Referendo constitucional en Italia: Venció el NO, una victoria de la sociedad civil

La derecha del Gobierno, que se había declarado dispuesta a «deshacerse de la magistratura», ahora minimiza el asunto hablando de un resultado «técnico» sin repercusiones políticas. La izquierda institucional (fundamentalmente el PD), que había hecho muy poco, ocupada sobre todo en recomponer las deserciones internas de sus representantes partidarios del «Sí», ahora se declara vencedora y trata de sacar partido de la situación.
Que se ha tratado de una victoria madurada desde la base contra las lógicas del «Palacio» puede demostrarse con algunas constataciones.
1 – Ha votado un 10 % más de los electores con derecho a voto en comparación con las últimas citas electorales. Se trata de más de 5 millones de nuestros conciudadanos que habían dado la espalda a la política institucional, pero que no se han mostrado indiferentes ante una cuestión institucional fundamental.
2- Se calcula que alrededor del 10 % de los votantes de cada partido votó de forma diferente a las indicaciones recibidas de sus dirigentes, sin diferencias significativas entre la derecha y la izquierda.

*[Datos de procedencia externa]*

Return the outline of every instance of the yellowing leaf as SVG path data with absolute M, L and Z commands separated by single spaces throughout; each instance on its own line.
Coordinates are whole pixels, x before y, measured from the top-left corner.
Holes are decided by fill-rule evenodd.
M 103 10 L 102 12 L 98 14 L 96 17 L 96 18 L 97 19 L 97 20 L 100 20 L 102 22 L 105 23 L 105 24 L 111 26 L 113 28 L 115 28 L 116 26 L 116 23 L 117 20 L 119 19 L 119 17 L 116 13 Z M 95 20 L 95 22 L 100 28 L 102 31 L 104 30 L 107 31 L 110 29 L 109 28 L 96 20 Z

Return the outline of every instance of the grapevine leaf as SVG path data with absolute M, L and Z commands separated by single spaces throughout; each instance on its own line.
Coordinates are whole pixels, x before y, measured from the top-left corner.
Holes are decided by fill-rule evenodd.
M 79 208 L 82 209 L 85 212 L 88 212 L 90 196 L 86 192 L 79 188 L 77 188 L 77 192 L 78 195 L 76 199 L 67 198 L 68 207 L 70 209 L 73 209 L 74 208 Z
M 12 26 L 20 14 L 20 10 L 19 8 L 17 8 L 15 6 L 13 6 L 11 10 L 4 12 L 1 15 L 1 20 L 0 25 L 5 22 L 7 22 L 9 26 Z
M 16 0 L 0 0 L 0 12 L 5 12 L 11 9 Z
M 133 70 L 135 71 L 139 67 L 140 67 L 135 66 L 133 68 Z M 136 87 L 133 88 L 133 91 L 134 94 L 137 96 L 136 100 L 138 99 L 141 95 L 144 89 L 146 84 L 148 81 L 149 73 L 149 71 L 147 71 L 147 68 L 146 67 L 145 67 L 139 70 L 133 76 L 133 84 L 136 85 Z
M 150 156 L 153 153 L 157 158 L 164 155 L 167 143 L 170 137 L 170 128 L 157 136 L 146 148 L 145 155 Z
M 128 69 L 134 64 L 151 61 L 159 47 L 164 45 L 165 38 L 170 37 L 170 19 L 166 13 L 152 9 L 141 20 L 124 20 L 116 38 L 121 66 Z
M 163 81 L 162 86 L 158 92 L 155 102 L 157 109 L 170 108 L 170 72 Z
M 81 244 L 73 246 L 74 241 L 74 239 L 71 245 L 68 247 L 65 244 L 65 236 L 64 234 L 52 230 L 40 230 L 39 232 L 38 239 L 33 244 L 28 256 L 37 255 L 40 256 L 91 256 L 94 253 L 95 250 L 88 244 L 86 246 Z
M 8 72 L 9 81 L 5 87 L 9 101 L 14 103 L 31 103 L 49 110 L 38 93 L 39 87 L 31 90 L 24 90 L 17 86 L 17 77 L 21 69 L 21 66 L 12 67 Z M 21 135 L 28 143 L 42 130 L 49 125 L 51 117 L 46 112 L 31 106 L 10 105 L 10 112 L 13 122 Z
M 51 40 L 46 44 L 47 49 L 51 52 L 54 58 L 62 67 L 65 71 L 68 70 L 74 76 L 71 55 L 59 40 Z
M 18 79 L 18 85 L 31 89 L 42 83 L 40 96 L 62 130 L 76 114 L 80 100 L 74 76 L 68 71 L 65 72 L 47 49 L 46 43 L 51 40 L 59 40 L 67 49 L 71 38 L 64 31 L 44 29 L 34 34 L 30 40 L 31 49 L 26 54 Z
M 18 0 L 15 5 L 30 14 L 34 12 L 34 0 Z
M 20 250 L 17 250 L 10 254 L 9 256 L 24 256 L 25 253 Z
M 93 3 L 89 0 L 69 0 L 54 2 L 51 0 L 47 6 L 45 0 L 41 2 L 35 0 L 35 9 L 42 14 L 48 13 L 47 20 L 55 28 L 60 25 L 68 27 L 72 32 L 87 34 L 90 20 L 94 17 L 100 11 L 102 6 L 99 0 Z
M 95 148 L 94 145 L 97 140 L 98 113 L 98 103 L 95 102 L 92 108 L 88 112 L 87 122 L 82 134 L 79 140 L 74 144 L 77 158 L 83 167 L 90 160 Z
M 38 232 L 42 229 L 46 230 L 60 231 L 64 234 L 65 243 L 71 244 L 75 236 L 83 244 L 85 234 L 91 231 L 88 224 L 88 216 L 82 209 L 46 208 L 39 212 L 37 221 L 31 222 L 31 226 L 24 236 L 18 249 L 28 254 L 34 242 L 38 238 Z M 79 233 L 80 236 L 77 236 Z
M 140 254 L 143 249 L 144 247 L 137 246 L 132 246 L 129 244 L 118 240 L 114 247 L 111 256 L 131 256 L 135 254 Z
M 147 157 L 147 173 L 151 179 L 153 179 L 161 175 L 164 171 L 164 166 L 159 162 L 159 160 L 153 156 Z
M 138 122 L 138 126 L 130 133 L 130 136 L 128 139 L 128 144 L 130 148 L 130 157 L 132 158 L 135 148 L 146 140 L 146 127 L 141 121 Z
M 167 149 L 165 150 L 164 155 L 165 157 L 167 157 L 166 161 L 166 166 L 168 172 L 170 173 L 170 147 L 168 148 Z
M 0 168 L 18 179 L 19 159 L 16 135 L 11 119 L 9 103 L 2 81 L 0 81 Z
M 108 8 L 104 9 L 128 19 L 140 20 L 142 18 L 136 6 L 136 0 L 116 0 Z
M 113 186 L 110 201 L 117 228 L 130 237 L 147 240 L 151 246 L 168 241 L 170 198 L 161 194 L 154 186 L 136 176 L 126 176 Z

Esto indica que la gente ha querido entender y razonar por sí misma.
3 – La contribución de los jóvenes de entre 18 y 35 años fue fundamental para el resultado del referéndum. Más del 60 % de ellos votó «No». Por lo tanto, no es cierto que los jóvenes sean indiferentes a los problemas sociales. Al parecer, parecen alejados sobre todo de los juegos de poder de la política orquestada por quienes mandan.
4 – La campaña del referéndum a favor del NO ha tenido como protagonistas, sobre todo, a comités autoorganizados por fuerzas políticas y estructuras sociales ajenas a la lógica institucional del poder, que, más allá de cualquier diferencia, han sido capaces de crear un frente unido centrado en el objetivo a alcanzar.
Creo, en conclusión, que esta capacidad de unidad demostrada desde la base por las fuerzas presentes en los movimientos de lucha y en la sociedad civil es un patrimonio que no debe dispersarse, sino que, por el contrario, debe convertirse en un punto de referencia que poner a prueba en todas las futuras batallas que sean necesarias en interés de las masas populares.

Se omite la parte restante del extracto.